A number of other first pregnancy factors were less consistently associated with %FGV, but were suggestive in certain sub-analyses, including gestational weight gain, infant birthweight, and preterm birth. Other authors have found associations between breast density and birthweight [11, 14] and preterm birth and breast density [11]. While our data were suggestive of relationships between %FGV and these birth characteristics, our findings were neither consistent nor strong. The differences may be due to differences in the breast density measure or characteristics of the study populations, including differences in the age structure (only 55 and younger in El-Bastawissi et al. [11] and 45–68 in Lope et al. [14]).

This study has a number of important strengths, including a large sample size, a contemporary sample, a novel measure of breast density, and the availability of a wide variety of reproductive characteristics for study. The primary limitation in this study is the use of self-reported data for reproductive history. Though it is possible that women may not accurately recall information about their first pregnancy, particularly if it occurred in the distant past, we would expect that they would accurately recall the major events including their age, an experience of PIH, and breast-feeding. To the extent that recall bias is present, it would be nondifferential (i.e., not associated with %FGV), and would thus bias the results toward the null. Another limitation is that, despite the fact that the overall sample size in this study was large, the sample size was small for specific subgroup analyses. Studies with larger populations may be better able to detect significant associations between birth characteristics and breast density where they exist. Selection bias may be present in the sample of patients providing saliva samples for the SNP analyses; women who consented to donate saliva were significantly more likely to be of White Non-Hispanic race and to be of higher socioeconomic status based on education and income, but were not significantly different in terms of family history of breast cancer or current age. While this may limit the generalizability of the findings indicating an interaction between PIH and VEGF and IGFR1 on %FGV, any selection bias present should not limit the validity of the findings. Finally, this study was intentionally restricted to first births, but it will be important to determine whether the findings for first birth characteristics hold for all births or whether they are unique to the first birth (e.g., whether total duration of breast-feeding has the same association with breast density as duration of breast-feeding after the first birth).

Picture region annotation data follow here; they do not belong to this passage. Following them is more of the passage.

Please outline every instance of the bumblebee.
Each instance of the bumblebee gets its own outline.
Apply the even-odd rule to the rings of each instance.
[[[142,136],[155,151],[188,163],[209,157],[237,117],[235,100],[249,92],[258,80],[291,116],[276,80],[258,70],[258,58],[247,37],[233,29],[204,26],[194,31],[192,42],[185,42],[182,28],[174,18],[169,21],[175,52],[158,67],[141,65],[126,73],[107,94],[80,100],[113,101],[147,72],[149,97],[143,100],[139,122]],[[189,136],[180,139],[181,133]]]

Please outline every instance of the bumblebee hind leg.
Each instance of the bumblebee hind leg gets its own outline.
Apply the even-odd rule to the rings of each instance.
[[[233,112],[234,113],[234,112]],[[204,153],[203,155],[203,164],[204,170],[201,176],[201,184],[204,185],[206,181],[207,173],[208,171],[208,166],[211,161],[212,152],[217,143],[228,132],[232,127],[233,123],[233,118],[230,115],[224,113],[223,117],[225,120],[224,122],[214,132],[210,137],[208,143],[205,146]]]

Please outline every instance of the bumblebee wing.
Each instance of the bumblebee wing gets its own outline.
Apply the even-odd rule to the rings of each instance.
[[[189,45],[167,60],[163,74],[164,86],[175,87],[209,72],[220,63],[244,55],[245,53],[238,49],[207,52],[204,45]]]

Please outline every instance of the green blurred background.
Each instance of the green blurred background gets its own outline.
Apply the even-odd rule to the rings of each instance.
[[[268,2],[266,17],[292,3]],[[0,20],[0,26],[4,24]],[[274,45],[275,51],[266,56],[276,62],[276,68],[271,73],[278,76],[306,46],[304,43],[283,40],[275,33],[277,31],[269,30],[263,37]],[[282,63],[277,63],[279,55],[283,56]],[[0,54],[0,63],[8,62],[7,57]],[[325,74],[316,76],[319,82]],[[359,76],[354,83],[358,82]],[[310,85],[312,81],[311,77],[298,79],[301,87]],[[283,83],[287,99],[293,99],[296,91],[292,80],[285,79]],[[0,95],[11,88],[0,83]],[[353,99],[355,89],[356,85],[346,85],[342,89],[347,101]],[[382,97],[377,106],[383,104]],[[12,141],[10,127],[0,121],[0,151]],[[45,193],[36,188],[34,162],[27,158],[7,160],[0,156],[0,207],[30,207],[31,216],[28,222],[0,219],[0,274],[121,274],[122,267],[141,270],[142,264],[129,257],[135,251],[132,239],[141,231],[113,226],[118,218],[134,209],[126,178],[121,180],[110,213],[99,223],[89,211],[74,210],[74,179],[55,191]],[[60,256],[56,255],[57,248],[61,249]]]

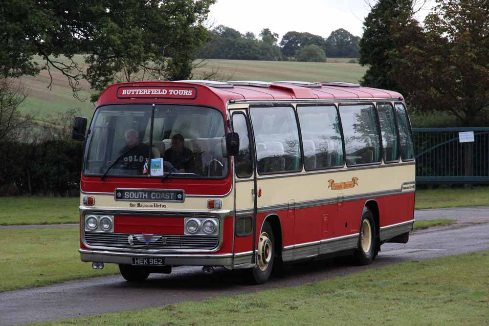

In summary, we found associations between first birth characteristics and breast density measured as %FGV that confirmed and extended the few published findings on birth characteristics and breast density. PIH was associated with a decrease in breast density and breast-feeding a increase in breast density, which may help elucidate the pathway by which they operate to affect breast cancer. Variation in the association between PIH and %FGV by genotype of IGFR1 and VEGF suggest that the protective effect of PIH on breast density may vary between women depending on genotype.